Turn on a light immediately when motion is detected, then turn it off after 5 minutes of inactivity.

// Trigger node configuration
{
  "op": "send-wait",
  "initialPayload": 1,          // Send ON immediately
  "secondPayload": 0,           // Send OFF after delay
  "delay": 300000,              // 5 minutes (300,000 ms)
  "extend": true,               // Reset timer on new motion
  "reset": true                 // Allow manual reset
}

// Flow: [Motion Sensor] -> [Trigger] -> [Light Control]
//
// Timeline:
// 10:00:00 - Motion detected -> Light ON, timer starts (5 min)
// 10:02:30 - Motion detected -> Timer extends to 10:07:30
// 10:04:00 - Motion detected -> Timer extends to 10:09:00
// 10:09:00 - No more motion  -> Light OFF
//
// Output at 10:00:00: { "payload": 1 }  (ON)
// Output at 10:09:00: { "payload": 0 }  (OFF)

Example: Watchdog Timer

Alert when a sensor stops sending data for more than 60 seconds.

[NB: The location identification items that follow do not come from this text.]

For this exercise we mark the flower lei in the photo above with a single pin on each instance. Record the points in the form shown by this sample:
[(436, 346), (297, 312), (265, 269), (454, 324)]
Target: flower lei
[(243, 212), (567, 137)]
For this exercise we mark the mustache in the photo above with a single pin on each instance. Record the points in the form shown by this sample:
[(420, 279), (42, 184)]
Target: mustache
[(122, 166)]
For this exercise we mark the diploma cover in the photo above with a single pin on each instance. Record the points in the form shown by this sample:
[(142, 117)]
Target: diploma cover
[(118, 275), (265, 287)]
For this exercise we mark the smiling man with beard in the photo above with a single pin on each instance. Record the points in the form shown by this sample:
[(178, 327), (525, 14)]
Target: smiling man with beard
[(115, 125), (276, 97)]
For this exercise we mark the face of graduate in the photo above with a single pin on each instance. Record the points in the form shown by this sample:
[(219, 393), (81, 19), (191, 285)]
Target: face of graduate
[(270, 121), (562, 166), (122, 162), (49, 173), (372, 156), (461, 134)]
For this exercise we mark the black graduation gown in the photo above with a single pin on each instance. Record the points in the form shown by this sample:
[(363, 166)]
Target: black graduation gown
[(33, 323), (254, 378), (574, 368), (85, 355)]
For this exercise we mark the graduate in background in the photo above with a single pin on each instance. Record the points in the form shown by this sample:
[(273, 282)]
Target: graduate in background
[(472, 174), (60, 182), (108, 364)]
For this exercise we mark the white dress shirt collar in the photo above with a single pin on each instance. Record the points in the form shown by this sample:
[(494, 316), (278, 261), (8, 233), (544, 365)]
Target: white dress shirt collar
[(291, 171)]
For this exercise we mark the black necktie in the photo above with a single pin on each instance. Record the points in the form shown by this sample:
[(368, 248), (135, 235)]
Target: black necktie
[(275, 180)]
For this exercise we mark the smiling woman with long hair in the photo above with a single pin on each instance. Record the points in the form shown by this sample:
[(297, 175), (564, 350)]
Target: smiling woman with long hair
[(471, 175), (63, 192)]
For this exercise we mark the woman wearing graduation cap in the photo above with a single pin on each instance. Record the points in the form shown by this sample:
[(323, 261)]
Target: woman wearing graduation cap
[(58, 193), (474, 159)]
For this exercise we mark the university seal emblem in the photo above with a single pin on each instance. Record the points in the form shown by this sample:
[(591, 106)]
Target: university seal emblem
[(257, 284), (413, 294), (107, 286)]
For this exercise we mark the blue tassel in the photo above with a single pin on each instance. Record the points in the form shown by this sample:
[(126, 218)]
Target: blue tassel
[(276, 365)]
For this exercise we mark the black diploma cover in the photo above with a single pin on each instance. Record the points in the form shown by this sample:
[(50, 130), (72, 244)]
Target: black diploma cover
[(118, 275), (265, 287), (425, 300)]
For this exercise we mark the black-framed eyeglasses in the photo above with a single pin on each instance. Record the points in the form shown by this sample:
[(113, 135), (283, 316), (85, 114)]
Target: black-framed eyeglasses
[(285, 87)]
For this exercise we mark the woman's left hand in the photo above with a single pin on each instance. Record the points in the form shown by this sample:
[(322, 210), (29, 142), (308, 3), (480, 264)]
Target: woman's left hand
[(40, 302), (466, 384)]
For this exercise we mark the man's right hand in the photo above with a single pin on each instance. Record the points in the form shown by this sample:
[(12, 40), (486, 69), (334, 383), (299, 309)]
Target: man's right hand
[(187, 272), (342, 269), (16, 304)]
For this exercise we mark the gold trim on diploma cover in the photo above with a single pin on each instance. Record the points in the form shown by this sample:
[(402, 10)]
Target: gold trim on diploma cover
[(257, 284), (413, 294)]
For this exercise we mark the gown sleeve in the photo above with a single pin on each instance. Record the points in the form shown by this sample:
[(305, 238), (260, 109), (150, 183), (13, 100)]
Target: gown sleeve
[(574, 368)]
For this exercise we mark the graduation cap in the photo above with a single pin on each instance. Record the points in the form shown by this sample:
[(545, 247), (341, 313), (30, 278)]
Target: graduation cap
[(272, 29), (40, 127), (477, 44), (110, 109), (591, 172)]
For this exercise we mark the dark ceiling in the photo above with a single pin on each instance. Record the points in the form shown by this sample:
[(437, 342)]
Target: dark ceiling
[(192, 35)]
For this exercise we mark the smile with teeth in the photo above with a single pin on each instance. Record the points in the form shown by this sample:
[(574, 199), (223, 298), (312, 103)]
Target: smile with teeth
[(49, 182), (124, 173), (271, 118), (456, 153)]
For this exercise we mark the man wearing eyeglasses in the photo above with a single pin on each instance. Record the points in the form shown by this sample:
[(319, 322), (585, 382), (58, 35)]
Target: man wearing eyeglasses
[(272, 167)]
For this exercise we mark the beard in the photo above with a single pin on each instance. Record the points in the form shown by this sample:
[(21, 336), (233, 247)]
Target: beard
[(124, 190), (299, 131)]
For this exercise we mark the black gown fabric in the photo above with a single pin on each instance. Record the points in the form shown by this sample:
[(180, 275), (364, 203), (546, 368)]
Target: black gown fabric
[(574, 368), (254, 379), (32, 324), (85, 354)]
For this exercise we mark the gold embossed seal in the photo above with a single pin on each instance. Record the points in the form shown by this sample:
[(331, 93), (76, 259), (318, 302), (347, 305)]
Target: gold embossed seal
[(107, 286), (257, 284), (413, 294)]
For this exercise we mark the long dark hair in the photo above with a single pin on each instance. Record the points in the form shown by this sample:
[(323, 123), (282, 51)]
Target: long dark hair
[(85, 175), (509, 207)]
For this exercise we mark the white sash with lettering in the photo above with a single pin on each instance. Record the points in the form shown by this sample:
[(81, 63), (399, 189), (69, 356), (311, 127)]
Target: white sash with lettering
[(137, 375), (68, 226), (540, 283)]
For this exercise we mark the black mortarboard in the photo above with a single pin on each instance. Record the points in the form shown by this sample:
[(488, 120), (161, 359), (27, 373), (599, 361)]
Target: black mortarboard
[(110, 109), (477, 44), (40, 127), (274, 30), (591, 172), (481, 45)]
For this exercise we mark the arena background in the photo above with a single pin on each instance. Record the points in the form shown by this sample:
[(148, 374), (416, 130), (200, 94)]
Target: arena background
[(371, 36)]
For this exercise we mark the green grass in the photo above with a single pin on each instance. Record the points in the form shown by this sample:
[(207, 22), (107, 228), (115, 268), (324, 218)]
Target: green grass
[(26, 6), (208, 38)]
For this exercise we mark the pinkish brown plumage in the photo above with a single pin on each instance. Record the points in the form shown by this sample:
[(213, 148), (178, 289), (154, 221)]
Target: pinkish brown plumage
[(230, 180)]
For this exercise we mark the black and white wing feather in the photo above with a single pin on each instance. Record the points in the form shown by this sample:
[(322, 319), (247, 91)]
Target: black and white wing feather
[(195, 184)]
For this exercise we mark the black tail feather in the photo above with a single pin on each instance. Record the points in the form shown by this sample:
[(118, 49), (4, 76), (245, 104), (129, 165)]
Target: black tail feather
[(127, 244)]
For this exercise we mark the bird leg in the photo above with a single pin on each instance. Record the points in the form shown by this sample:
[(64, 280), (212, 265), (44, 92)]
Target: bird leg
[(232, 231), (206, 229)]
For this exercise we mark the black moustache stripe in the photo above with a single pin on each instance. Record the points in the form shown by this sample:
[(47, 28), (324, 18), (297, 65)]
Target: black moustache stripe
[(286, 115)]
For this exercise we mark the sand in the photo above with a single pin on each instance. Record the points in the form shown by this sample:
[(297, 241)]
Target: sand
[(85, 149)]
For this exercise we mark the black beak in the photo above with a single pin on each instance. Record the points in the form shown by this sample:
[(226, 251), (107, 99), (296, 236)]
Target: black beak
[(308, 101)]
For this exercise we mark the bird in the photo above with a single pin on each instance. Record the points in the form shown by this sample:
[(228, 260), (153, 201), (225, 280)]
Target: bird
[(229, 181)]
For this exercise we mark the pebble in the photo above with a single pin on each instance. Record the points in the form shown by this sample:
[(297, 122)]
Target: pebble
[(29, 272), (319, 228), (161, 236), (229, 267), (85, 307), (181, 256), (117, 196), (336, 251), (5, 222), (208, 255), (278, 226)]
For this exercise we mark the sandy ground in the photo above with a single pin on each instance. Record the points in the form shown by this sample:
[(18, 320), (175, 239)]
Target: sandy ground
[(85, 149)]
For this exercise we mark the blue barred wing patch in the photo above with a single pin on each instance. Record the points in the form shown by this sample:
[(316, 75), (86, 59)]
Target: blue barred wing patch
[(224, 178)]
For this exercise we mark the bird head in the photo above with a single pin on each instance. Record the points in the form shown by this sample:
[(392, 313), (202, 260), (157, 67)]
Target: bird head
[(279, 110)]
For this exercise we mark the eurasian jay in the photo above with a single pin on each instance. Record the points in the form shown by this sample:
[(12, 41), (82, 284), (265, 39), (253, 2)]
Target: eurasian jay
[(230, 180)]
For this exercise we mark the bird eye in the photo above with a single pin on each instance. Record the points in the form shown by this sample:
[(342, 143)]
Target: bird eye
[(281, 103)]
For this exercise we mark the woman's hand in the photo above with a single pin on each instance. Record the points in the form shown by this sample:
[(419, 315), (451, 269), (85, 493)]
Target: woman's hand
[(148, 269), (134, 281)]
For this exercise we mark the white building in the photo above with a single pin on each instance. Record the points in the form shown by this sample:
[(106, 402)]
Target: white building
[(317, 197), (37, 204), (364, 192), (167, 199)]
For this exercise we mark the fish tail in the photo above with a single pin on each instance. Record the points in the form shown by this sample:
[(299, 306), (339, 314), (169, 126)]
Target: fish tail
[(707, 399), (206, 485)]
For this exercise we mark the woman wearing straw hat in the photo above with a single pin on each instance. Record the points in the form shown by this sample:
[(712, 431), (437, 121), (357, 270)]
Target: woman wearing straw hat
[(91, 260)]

// Trigger node configuration (resettable watchdog)
{
  "op": "wait-send",
  "secondPayload": {
    "alert": "Sensor offline",
    "severity": "warning"
  },
  "delay": 60000,               // 60 seconds timeout
  "extend": true,               // Each heartbeat resets timer
  "reset": false
}

// Flow: [Sensor MQTT] -> [Trigger] -> [Alert Handler]
//
// Normal operation:
// - Sensor sends data every 10 seconds
// - Each message resets the 60-second timer
// - Trigger never fires
//
// Sensor failure:
// - Last message at t=0
// - No messages for 60 seconds
// - Trigger fires at t=60s with alert payload
// - Alert Handler sends email / dashboard notification

Common Use Cases

Timed Automation

Turn devices on then off after a delay (lights, fans, irrigation systems).

Watchdog Monitoring

Detect when a device or service stops responding within expected intervals.

Debounce Input

Suppress rapid repeated messages and only act after a quiet period.

Heartbeat Generation

Generate periodic status messages as long as the system is running.